The evolving role of the DPO in AI governance
As artificial intelligence becomes more deeply embedded across public sector organisations, the role of the Data Protection Officer (DPO) is evolving rapidly.
Once primarily focused on GDPR compliance, privacy notices and breach management, DPOs are now increasingly expected to contribute to broader discussions around AI governance, risk management, transparency and accountability.
This shift was a central theme during a recent Forvis Mazars roundtable with public sector data protection professionals in Dublin. Participants described how AI initiatives are accelerating across organisations, often driven by wider digital transformation programmes, vendor-enabled AI functionality and growing organisational pressure to improve efficiency and service delivery.
However, while adoption is accelerating, governance structures are not always keeping pace.
Participants consistently highlighted the growing demands being placed on privacy teams. DPOs are increasingly asked to review AI-enabled projects, contribute to governance forums, support impact assessments, advise on transparency obligations and help organisations interpret emerging regulatory requirements under the EU AI Act and related legislation.
In many cases, DPOs are becoming the default point of contact for AI-related concerns simply because AI systems are heavily data-driven and often involve personal data processing.
While participants recognised that DPOs possess many of the skills needed to support responsible AI deployment, there was also concern that some organisations are relying too heavily on privacy teams without establishing clear ownership structures for AI governance.
A recurring message throughout the discussion was clear: DPOs should support and challenge AI deployment, but they should not become operational owners of AI systems.
Maintaining DPO independence emerged as one of the most important governance considerations.
Participants noted that as organisations establish AI steering groups and governance committees, DPOs are increasingly invited to participate. While this involvement is valuable, organisations must ensure that oversight responsibilities do not become blurred.
Implementation responsibility typically sits with IT, digital transformation teams or operational business functions, supported by information security teams for technical controls. The DPO’s role remains advisory and oversight-focused, helping organisations identify risks, assess compliance obligations and embed accountability into decision-making processes.
One of the strongest points of consensus from the roundtable was that DPOs are often involved too late in AI initiatives.

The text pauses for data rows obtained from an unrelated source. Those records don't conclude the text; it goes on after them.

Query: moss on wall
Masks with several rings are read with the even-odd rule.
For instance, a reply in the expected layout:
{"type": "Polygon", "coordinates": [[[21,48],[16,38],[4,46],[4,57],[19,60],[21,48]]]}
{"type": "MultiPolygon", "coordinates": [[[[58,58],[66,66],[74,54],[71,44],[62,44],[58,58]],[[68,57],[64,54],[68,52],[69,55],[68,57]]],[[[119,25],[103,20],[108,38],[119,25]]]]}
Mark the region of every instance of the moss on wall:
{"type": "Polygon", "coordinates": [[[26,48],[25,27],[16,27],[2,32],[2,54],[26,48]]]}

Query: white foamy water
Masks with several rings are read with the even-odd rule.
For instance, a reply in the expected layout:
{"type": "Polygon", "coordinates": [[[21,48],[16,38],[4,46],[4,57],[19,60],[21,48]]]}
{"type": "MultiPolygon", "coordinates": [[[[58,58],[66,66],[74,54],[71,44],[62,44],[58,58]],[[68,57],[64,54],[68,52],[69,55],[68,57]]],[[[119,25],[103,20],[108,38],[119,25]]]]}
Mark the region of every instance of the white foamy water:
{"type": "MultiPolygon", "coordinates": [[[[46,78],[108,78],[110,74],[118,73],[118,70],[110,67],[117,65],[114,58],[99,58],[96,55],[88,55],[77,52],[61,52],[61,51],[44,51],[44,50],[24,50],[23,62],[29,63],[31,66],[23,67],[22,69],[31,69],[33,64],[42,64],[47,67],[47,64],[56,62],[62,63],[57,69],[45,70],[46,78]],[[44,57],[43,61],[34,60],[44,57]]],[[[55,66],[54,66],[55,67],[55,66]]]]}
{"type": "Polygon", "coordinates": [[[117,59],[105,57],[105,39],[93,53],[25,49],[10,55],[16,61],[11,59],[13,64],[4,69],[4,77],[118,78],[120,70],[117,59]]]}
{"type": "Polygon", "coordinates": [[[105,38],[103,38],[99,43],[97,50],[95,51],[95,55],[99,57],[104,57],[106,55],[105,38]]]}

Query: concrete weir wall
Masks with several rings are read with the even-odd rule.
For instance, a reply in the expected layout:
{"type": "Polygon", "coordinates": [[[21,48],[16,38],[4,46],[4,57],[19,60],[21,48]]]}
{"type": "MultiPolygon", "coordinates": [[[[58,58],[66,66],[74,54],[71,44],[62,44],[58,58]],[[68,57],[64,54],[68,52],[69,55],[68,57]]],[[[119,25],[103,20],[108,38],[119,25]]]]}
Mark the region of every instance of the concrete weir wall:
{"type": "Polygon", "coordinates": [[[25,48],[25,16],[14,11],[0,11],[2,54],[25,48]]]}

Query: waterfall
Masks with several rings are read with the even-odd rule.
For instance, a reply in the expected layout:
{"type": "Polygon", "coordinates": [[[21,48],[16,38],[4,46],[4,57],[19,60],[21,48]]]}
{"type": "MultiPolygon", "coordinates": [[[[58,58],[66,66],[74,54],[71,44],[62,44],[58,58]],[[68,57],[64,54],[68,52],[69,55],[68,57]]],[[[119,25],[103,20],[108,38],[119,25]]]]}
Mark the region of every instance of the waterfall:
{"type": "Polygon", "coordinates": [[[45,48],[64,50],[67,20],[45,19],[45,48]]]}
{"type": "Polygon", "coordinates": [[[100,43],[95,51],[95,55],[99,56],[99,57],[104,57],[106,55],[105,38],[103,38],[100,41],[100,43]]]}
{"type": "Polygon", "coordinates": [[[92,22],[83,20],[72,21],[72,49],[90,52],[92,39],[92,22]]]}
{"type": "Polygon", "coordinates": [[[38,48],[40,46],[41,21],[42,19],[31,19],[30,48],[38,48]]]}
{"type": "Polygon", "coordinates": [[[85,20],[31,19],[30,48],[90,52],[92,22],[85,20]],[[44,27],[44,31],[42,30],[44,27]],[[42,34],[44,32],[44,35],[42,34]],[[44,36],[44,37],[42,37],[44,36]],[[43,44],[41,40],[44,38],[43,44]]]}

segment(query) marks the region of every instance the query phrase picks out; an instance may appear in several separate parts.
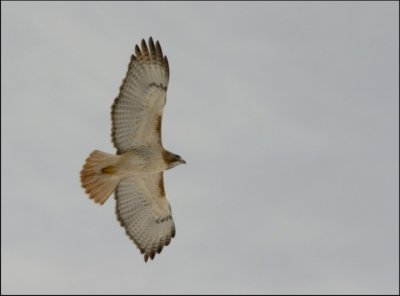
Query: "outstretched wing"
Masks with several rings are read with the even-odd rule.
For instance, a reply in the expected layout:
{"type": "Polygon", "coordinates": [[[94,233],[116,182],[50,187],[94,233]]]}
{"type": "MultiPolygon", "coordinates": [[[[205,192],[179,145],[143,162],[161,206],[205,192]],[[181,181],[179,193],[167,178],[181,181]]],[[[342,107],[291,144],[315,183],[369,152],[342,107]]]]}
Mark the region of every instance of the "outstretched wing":
{"type": "Polygon", "coordinates": [[[136,45],[120,93],[112,105],[112,140],[117,153],[134,146],[161,144],[161,120],[166,101],[169,66],[160,43],[136,45]]]}
{"type": "Polygon", "coordinates": [[[165,198],[163,173],[128,177],[115,191],[116,213],[144,260],[154,258],[175,236],[171,207],[165,198]]]}

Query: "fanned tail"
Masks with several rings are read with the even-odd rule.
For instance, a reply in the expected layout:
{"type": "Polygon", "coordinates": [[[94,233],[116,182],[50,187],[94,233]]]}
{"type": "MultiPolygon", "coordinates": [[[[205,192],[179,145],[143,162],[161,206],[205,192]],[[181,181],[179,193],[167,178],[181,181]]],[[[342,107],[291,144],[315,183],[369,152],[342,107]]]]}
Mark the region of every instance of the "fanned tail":
{"type": "Polygon", "coordinates": [[[81,171],[81,184],[96,203],[104,204],[121,180],[115,174],[117,157],[95,150],[86,159],[81,171]]]}

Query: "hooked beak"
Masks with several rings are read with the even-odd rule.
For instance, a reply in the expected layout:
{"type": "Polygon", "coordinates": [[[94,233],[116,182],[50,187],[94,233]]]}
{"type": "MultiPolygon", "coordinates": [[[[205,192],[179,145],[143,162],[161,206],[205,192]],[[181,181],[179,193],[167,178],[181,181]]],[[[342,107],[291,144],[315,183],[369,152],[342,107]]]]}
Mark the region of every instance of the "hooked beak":
{"type": "Polygon", "coordinates": [[[186,164],[186,161],[185,161],[184,159],[182,159],[182,160],[181,160],[181,163],[184,163],[184,164],[186,164]]]}

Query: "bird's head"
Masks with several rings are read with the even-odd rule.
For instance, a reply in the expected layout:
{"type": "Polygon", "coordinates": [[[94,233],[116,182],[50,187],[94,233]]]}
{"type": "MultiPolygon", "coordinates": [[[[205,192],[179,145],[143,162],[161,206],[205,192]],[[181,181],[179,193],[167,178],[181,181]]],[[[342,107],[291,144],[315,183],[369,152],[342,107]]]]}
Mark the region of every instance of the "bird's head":
{"type": "Polygon", "coordinates": [[[178,154],[171,153],[169,151],[165,151],[163,153],[163,158],[165,163],[167,164],[167,170],[176,167],[177,165],[186,164],[186,161],[180,157],[178,154]]]}

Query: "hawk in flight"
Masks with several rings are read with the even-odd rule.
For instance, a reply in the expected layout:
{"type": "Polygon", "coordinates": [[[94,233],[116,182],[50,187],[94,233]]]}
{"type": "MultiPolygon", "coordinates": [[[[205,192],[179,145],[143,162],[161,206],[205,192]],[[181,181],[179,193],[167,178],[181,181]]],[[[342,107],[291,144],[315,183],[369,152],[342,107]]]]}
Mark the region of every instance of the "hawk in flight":
{"type": "Polygon", "coordinates": [[[163,172],[186,163],[161,142],[168,80],[160,43],[143,39],[111,108],[117,154],[93,151],[80,174],[82,187],[96,203],[104,204],[115,192],[117,218],[146,262],[175,236],[163,172]]]}

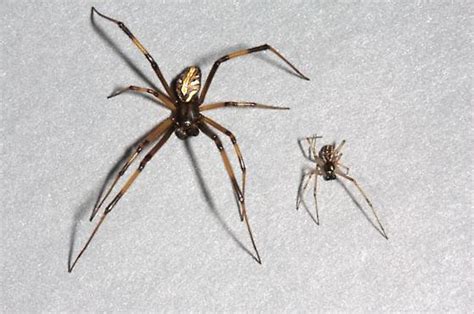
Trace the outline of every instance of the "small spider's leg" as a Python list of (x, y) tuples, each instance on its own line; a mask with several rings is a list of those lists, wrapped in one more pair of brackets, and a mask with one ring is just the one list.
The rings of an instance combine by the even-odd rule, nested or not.
[(341, 164), (341, 163), (339, 163), (339, 162), (337, 163), (337, 166), (338, 166), (338, 167), (341, 167), (342, 169), (344, 169), (346, 174), (349, 174), (349, 167), (344, 166), (343, 164)]
[(118, 203), (120, 198), (127, 192), (127, 190), (130, 188), (132, 183), (135, 181), (135, 179), (138, 177), (140, 172), (143, 170), (145, 167), (146, 163), (150, 161), (150, 159), (156, 154), (156, 152), (166, 143), (166, 141), (170, 138), (171, 134), (173, 134), (174, 128), (173, 127), (168, 127), (167, 132), (163, 135), (163, 137), (156, 143), (156, 145), (151, 149), (151, 151), (143, 158), (143, 160), (140, 162), (140, 166), (138, 167), (137, 170), (128, 178), (128, 180), (124, 183), (122, 188), (120, 189), (120, 192), (117, 193), (117, 195), (114, 197), (114, 199), (107, 205), (105, 208), (105, 211), (102, 213), (102, 216), (100, 217), (100, 220), (97, 222), (97, 225), (95, 226), (94, 230), (92, 231), (91, 235), (89, 236), (89, 239), (87, 239), (87, 242), (84, 244), (82, 247), (81, 251), (77, 255), (76, 259), (70, 265), (69, 267), (69, 272), (72, 272), (74, 269), (74, 266), (76, 265), (77, 261), (79, 258), (84, 254), (85, 250), (91, 243), (92, 239), (94, 238), (95, 234), (99, 230), (100, 225), (102, 222), (105, 220), (105, 217), (112, 211), (112, 209), (115, 207), (115, 205)]
[(346, 140), (343, 140), (336, 148), (336, 154), (341, 152), (342, 147), (346, 144)]
[(216, 102), (207, 105), (201, 105), (199, 111), (214, 110), (218, 108), (235, 107), (235, 108), (259, 108), (259, 109), (274, 109), (274, 110), (290, 110), (289, 107), (269, 106), (258, 104), (250, 101), (225, 101)]
[(308, 155), (313, 156), (314, 159), (313, 146), (316, 145), (316, 140), (314, 139), (314, 137), (307, 137), (306, 142), (308, 142)]
[[(306, 189), (308, 188), (309, 182), (311, 182), (311, 178), (315, 174), (316, 173), (314, 171), (311, 171), (310, 173), (307, 173), (307, 174), (304, 175), (304, 178), (307, 178), (307, 179), (306, 179), (306, 182), (305, 182), (304, 178), (303, 178), (303, 181), (301, 182), (301, 186), (298, 189), (298, 197), (296, 198), (296, 210), (298, 210), (300, 208), (301, 202), (303, 201), (303, 198), (304, 198), (304, 192), (306, 192)], [(316, 174), (316, 176), (317, 176), (317, 174)], [(303, 187), (303, 188), (301, 188), (301, 187)]]
[(166, 79), (165, 77), (163, 76), (163, 74), (161, 73), (161, 70), (160, 68), (158, 67), (158, 63), (156, 63), (155, 59), (153, 59), (153, 57), (150, 55), (150, 53), (146, 50), (146, 48), (142, 45), (142, 43), (140, 41), (138, 41), (138, 39), (132, 34), (132, 32), (127, 28), (127, 26), (125, 26), (125, 24), (123, 24), (122, 22), (120, 21), (117, 21), (111, 17), (108, 17), (102, 13), (100, 13), (99, 11), (96, 10), (96, 8), (92, 7), (91, 8), (91, 15), (97, 13), (99, 16), (103, 17), (104, 19), (106, 20), (109, 20), (110, 22), (113, 22), (115, 24), (117, 24), (117, 26), (125, 33), (127, 34), (127, 36), (133, 41), (133, 43), (135, 44), (135, 46), (137, 46), (137, 48), (145, 55), (146, 59), (148, 60), (148, 62), (150, 62), (151, 64), (151, 67), (153, 68), (153, 70), (155, 71), (156, 75), (158, 76), (158, 78), (160, 79), (160, 82), (161, 84), (163, 84), (163, 87), (165, 88), (165, 91), (166, 93), (168, 94), (169, 97), (171, 97), (171, 99), (174, 100), (174, 94), (171, 92), (171, 89), (168, 85), (168, 82), (166, 82)]
[[(230, 138), (230, 141), (232, 142), (232, 145), (234, 146), (235, 154), (237, 155), (237, 158), (239, 159), (239, 164), (240, 164), (240, 169), (242, 171), (242, 196), (245, 198), (245, 184), (247, 181), (247, 168), (245, 167), (245, 162), (244, 162), (244, 157), (242, 156), (242, 153), (240, 151), (240, 146), (237, 143), (237, 139), (235, 138), (234, 134), (224, 128), (222, 125), (219, 123), (215, 122), (212, 119), (209, 119), (208, 117), (202, 116), (202, 119), (204, 122), (209, 123), (211, 126), (219, 130), (220, 132), (224, 133), (226, 136)], [(240, 220), (243, 220), (242, 217), (242, 212), (239, 211), (240, 214)]]
[(217, 68), (219, 67), (219, 65), (221, 63), (223, 63), (225, 61), (228, 61), (230, 59), (233, 59), (233, 58), (237, 58), (237, 57), (240, 57), (240, 56), (245, 56), (247, 54), (258, 52), (258, 51), (263, 51), (263, 50), (270, 50), (271, 52), (276, 54), (280, 59), (282, 59), (286, 64), (288, 64), (293, 69), (293, 71), (295, 71), (301, 78), (309, 81), (308, 77), (304, 76), (303, 73), (301, 73), (293, 64), (291, 64), (288, 60), (286, 60), (285, 57), (283, 57), (282, 54), (279, 53), (275, 48), (273, 48), (270, 45), (264, 44), (264, 45), (254, 47), (254, 48), (238, 50), (238, 51), (229, 53), (229, 54), (217, 59), (217, 61), (214, 62), (214, 65), (211, 68), (211, 72), (209, 72), (209, 75), (206, 79), (206, 83), (204, 84), (204, 87), (202, 89), (201, 96), (199, 97), (199, 103), (202, 104), (204, 99), (206, 98), (207, 90), (209, 89), (209, 86), (211, 85), (212, 79), (214, 78), (214, 74), (216, 73)]
[(109, 197), (110, 193), (112, 192), (113, 188), (115, 185), (118, 183), (119, 179), (125, 174), (127, 171), (128, 167), (133, 163), (133, 161), (138, 157), (138, 155), (142, 152), (142, 150), (147, 147), (150, 143), (153, 143), (156, 141), (168, 128), (169, 126), (173, 123), (171, 118), (165, 119), (161, 121), (156, 127), (154, 127), (143, 139), (143, 141), (138, 144), (138, 147), (135, 149), (135, 151), (130, 155), (130, 157), (127, 159), (125, 164), (122, 166), (120, 169), (119, 173), (115, 177), (114, 181), (112, 182), (112, 185), (109, 187), (107, 192), (104, 194), (104, 197), (97, 203), (97, 205), (94, 207), (92, 210), (91, 216), (89, 220), (92, 221), (94, 219), (95, 215), (99, 211), (99, 209), (102, 207), (102, 204), (104, 204), (105, 200)]
[(232, 187), (234, 188), (234, 193), (237, 195), (237, 198), (240, 202), (240, 206), (242, 208), (242, 216), (243, 216), (245, 224), (247, 226), (247, 230), (248, 230), (248, 233), (249, 233), (249, 236), (250, 236), (250, 241), (252, 241), (253, 249), (255, 250), (255, 254), (257, 255), (254, 258), (257, 261), (257, 263), (262, 264), (262, 259), (260, 258), (260, 254), (258, 253), (257, 245), (255, 244), (255, 240), (254, 240), (253, 234), (252, 234), (252, 229), (250, 228), (249, 218), (247, 216), (247, 209), (245, 208), (245, 198), (244, 198), (242, 192), (240, 191), (239, 185), (237, 184), (237, 180), (235, 179), (234, 170), (232, 169), (232, 166), (230, 164), (229, 157), (227, 156), (225, 148), (222, 145), (222, 142), (221, 142), (219, 136), (213, 130), (211, 130), (207, 126), (207, 124), (205, 124), (204, 122), (200, 123), (199, 124), (199, 129), (204, 134), (206, 134), (210, 139), (212, 139), (214, 141), (214, 143), (217, 146), (217, 149), (219, 150), (219, 152), (221, 154), (222, 161), (224, 162), (226, 172), (227, 172), (227, 174), (228, 174), (228, 176), (229, 176), (229, 178), (232, 182)]
[(318, 156), (318, 153), (317, 153), (317, 150), (316, 150), (316, 140), (318, 138), (323, 138), (322, 136), (318, 136), (317, 134), (315, 134), (314, 136), (311, 136), (311, 137), (307, 137), (307, 141), (308, 141), (308, 144), (309, 144), (309, 149), (311, 150), (312, 154), (313, 154), (313, 158), (316, 162), (318, 162), (319, 166), (321, 167), (322, 166), (322, 160), (319, 158)]
[(162, 92), (151, 89), (151, 88), (138, 87), (138, 86), (134, 86), (134, 85), (130, 85), (126, 88), (120, 89), (120, 90), (114, 92), (113, 94), (111, 94), (110, 96), (108, 96), (107, 98), (110, 99), (112, 97), (118, 96), (118, 95), (120, 95), (120, 94), (122, 94), (126, 91), (129, 91), (129, 90), (139, 92), (139, 93), (151, 94), (151, 95), (155, 96), (156, 98), (158, 98), (161, 101), (161, 104), (163, 104), (169, 110), (174, 111), (176, 109), (173, 101), (168, 96), (163, 94)]
[(352, 178), (352, 177), (349, 177), (347, 174), (345, 174), (344, 172), (342, 172), (339, 168), (336, 167), (336, 173), (338, 175), (340, 175), (341, 177), (343, 178), (346, 178), (347, 180), (351, 181), (352, 183), (354, 183), (354, 185), (357, 187), (357, 189), (359, 190), (359, 192), (362, 194), (362, 196), (364, 197), (365, 201), (367, 202), (367, 204), (369, 204), (369, 207), (370, 209), (372, 210), (372, 213), (374, 214), (375, 216), (375, 219), (377, 220), (377, 223), (380, 227), (380, 232), (382, 233), (382, 235), (384, 236), (385, 239), (388, 240), (388, 237), (387, 237), (387, 233), (385, 232), (385, 229), (383, 228), (382, 226), (382, 223), (380, 222), (380, 219), (379, 219), (379, 216), (377, 215), (377, 212), (375, 211), (375, 208), (374, 206), (372, 205), (372, 202), (369, 200), (369, 198), (367, 197), (367, 195), (365, 194), (364, 190), (362, 190), (362, 188), (360, 187), (359, 183), (357, 183), (356, 179)]
[(314, 161), (313, 160), (313, 154), (311, 153), (311, 147), (308, 146), (307, 149), (308, 151), (306, 152), (306, 146), (304, 144), (305, 141), (308, 141), (308, 139), (306, 137), (303, 137), (303, 138), (298, 138), (298, 146), (301, 150), (301, 152), (303, 153), (303, 157), (310, 160), (310, 161)]
[(319, 209), (318, 209), (318, 177), (321, 173), (316, 168), (316, 176), (314, 178), (314, 188), (313, 188), (313, 196), (314, 196), (314, 209), (316, 210), (316, 224), (319, 226)]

Participants described scenarios where technologies had already been selected, piloted or even deployed before privacy teams were consulted. This creates unnecessary risk and often results in delayed remediation work, additional costs or governance gaps.
Early engagement enables organisations to:
Participants emphasised that this challenge is not unique to AI projects, but the pace and complexity of AI adoption make early involvement even more critical.
While AI has existed for decades, many participants acknowledged that organisations are still developing the practical skills needed to govern it effectively.
DPOs often feel expected to assess complex AI-related risks without having the same technical understanding they may possess for more traditional technologies. Participants highlighted the need for practical, plain-language training that bridges legal, operational and technical perspectives.
There was also strong agreement that AI literacy cannot sit solely within privacy teams. IT, information security, procurement, legal and operational teams all need a shared understanding of how AI systems function, where risks arise and how governance responsibilities interact.
The discussions highlighted that the DPO role will continue to evolve as AI adoption accelerates across the public sector.
This evolution presents both challenges and opportunities. Organisations that establish clear governance structures, preserve DPO independence, invest in cross-functional skills and involve privacy expertise early in AI initiatives will be better positioned to deploy AI responsibly while maintaining public trust.
For many organisations, the immediate priority is not simply adopting AI tools, but building the governance foundations needed to support them safely and effectively.